桜 咲く
2006年3月21日
▼久しぶりのポカポカ陽気の朝。時間に厳格なNは予想通り、練馬駅の改札口で私を待っていた。池袋に出て、余裕を持って、湘南ライナーに乗り、茅ヶ崎を目指したが、あまりもの窓から差し込む陽光が余りにも心地よく、二人とも寝入ってしまい、迂闊にも乗り過ごしてしまった。
▼遅れて到着した茅ヶ崎駅には、君と苦楽を共にした仲間達が待っていた。この海辺の街の高台に君の墓ができた。彼岸、ご家族に無理を言って、墓参りに来た。一年を過ぎても、まだまだ、私たちは君を「過去」にはできないでいる。君のことを「整理」して「向こう側」に送り出せないでいる。

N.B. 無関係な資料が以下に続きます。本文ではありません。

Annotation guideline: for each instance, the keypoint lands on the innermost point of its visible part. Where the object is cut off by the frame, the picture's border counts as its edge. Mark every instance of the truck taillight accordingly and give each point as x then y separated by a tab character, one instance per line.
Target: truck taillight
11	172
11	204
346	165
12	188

▼真新しい墓にお参りをした後、ご家族が用意してくださった瀟洒なレストランで僕たちは君の話に花を咲かせた。連日徹夜を重ねながら食事もせずに編集を続けた君の姿、世界各地を取材するディレクター達の取材報告を聞くために、後輩の起きている時間を考え時差調整するあまり、自分に徹夜を強いるはめになる、その一途な誠実さが愉快に披露される・・・・・・・皆が語る言葉と共に蘇る君の姿は、生前のように僕にどうしようもない劣等感を呼び起こす。「お前は一体、何をしてきたのか。」「こんな自堕落な生き様を晒しつづけていいのか?」 ニヒルに笑う君はいつも私に鋭く迫った。「まあ、そういうなよ。僕は僕で、自分に出来ることをやっていく。」 そう言うのがせいいっぱいだった。 君と共に、社会主義崩壊時の欧州を走り回った老練のカメラマンが、ふとつぶやいた。「あいつが描きたかった欧州とはなんだったのか。今度は、あいつとハプスブルグ家をテーマにドキュメンタリーをつくりたい。」
▼ 詩人、宋左近の言葉が浮かぶ。「人間は何のために、生きるのか。死ぬためである。死んで、生き残っている別の人間のなかに棲みつくためである。そして、全体の幸福を祈るためである。」 私たち、それぞれの中に棲みついた君は、相変わらす、自分に厳しくどこまでも自分を傷めつづけているが、その姿がどこか滑稽で愛らしく、いつまでも僕たちの目標であり続ける。
▼帰り、駅に向かう途中で、見事な枝垂れ桜を見た。茅ヶ崎では有名な名勝だとタクシードライバーは説明してくれた。久しぶりの陽光のきょう、東京地方では桜の開花が宣言された、とラジオが伝えた。